The warrior parable is woven into history and mythology. The Dutugemunu story underscores victory over Tamils. It helps that one of Gamini’s generals was Gothaimbara – the modern version is probably Gotabaya – though it is not clear if he did much because the final encounter was a duel of kings mounted on elephants. Cultural solidarity, racial superiority and religious fervour underlie ranaviru idolisation. “The tradition of all dead generations weighs like a nightmare on the brains of the living and just as they seem to be doing something new they conjure up the spirits of the past, borrowing names, battle slogans and costumes to present their own acts in time-honoured disguise and borrowed language”. (I have mucked about with the original a bit for context).
That’s to say, putative Gotabaya autocracy or a plain military regime cannot justify itself except ideologically as the saviour of hela and jathiya. It must be rooted; it must flow with the prevailing temper of unfriendliness to Muslims and putting Tamils in their place. To understand dozens of events such as the presidential pardon of Sunil Rathnayake convicted of eight murders or the relentless harassment of Rishard Bathiudeen we must note that the former’s victims were all Tamils and Bathiudeen is a Muslim. The saffron robe was the deciding force in both cases. (Gnanasara was pardoned by Sirisena also to placate saffron). The bottom line whether consolidating autocracy or stark militarisation is a need for ideological props; in our case addiction to race and religion. Police, STF officers, an ex-army special force sergeant etc. are suspects in drug running. The Angulana police shot dead a civilian in cold blood and so the list goes on. The uniform is their shield and they will to get away scot free.

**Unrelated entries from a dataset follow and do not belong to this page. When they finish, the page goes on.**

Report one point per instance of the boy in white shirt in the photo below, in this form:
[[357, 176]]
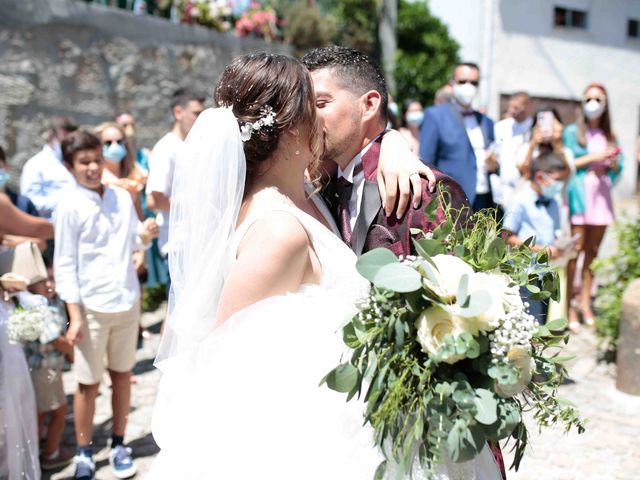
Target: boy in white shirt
[[186, 105], [97, 230]]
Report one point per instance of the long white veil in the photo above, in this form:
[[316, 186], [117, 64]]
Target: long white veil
[[207, 192]]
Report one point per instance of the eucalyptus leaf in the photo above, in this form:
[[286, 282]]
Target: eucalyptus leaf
[[557, 325], [477, 303], [464, 442], [462, 295], [533, 288], [343, 378], [497, 249], [486, 406], [369, 264], [397, 278]]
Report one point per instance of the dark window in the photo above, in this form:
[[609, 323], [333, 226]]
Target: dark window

Militarisation first erodes democracy and shackles the people; it then amends or repeals the constitution to defang parliament and render the judiciary even more pliant. Eventually, what happens to all military regimes is that they become corrupt. There is not one counterexample today in Africa, South and Central America, Middle East or in Asia – Pakistan, Burma and Indonesia. Militarisation must be opposed tooth and nail. Neither the Sajith nor the Ranil gangs nor the effete Tamil parties will take a stand. The SLPP is playing the game till the water gets hot under its future parliamentary seats. Sadly, candidates and parties fear to censure ongoing militarisation; it seems safer to condemn imperialism and enjoy a tot of xenophobia! Overall, the prognosis is worrying.